This study addresses the challenge of efficient distributed parallelization for the Particle-in-Fourier (PIF) method in kinetic plasma simulations by systematically proposing and evaluating three parallelization strategies: domain decomposition, particle decomposition, and a novel space-time decomposition. The latter innovatively integrates temporal parallelism—via the parareal algorithm—into the PIF framework for the first time. All strategies are implemented using MPI within the portable IPPL library. Comprehensive strong and weak scaling analyses are conducted on the Alps and JUWELS Booster supercomputers using 3D-3V Landau damping and Penning trap benchmarks. The experiments elucidate the communication patterns, performance limits, and primary bottlenecks of each approach, offering both theoretical insights and practical guidance for high-performance optimization of the PIF method.
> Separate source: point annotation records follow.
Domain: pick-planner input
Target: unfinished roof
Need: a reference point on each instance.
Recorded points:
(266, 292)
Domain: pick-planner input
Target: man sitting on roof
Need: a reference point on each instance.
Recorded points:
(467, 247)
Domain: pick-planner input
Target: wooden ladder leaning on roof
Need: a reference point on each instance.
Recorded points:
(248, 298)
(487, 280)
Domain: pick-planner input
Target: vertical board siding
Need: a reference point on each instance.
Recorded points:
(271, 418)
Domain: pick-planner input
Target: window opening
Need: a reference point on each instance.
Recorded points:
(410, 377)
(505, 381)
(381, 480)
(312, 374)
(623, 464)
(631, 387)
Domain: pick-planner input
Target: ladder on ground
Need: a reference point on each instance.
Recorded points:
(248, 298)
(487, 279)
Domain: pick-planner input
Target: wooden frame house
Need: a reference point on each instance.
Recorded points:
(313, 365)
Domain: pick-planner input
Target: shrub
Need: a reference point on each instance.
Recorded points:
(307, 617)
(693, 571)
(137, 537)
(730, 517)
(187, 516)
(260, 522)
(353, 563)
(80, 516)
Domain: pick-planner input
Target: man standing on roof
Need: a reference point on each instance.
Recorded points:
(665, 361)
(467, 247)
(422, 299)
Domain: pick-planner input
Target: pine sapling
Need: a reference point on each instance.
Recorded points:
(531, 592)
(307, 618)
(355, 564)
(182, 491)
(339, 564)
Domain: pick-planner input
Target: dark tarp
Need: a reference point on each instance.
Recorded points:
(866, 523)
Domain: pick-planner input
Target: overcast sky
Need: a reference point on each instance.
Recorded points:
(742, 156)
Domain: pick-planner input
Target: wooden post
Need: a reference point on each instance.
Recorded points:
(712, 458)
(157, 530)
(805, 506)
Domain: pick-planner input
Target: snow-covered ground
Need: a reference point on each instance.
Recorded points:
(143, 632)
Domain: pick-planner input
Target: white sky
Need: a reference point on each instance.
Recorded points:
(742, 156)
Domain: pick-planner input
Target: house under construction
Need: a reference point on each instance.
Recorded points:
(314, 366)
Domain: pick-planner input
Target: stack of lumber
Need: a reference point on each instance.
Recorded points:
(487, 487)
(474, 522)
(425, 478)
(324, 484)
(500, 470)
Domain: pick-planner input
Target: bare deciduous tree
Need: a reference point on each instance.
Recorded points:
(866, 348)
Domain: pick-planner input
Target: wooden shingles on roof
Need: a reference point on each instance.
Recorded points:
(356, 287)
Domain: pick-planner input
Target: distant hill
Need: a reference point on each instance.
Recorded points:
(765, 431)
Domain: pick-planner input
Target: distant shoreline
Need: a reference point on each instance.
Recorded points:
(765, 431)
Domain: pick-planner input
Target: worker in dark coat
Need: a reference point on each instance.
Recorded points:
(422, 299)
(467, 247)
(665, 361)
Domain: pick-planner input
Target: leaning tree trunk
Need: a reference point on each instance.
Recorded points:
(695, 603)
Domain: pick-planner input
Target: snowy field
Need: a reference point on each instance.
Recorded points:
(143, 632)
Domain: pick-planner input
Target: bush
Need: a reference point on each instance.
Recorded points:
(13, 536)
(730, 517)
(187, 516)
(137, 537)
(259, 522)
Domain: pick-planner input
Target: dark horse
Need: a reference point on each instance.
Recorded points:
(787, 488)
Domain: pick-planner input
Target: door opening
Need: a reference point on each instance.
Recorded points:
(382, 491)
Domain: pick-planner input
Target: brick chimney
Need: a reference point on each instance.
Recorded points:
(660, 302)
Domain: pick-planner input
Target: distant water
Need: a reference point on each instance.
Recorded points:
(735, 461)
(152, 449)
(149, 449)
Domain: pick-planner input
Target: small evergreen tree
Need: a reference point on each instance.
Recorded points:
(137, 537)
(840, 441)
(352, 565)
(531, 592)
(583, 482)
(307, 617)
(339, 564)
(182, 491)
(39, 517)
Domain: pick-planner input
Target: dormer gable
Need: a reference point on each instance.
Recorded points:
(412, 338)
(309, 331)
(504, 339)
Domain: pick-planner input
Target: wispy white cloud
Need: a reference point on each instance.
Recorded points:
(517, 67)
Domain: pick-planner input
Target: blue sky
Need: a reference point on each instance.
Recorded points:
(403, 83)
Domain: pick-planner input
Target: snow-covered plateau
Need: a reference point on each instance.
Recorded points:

We present and compare distributed parallelization strategies for the particle-in-Fourier (PIF) schemes used in kinetic plasma simulations. The different strategies are i) domain decomposition, where both the particles and Fourier modes are split between the MPI ranks ii) particle decomposition, where only the particles are split between the ranks and each rank carries all the modes, and, iii) space-time decomposition, in which time parallelization based on the parareal algorithm is added on top of the particle decomposition. We describe the different communication patterns involved in each of the strategies, the parameter regimes where they work best, and explain their advantages and disadvantages. We implement the strategies within the open-source, performance portable library IPPL and conduct scaling studies with 3D-3V Landau damping and Penning trap benchmark problems on Alps and JUWELS booster supercomputers. We analyze the dominant component timings in each of the strategies and identify areas for future optimizations.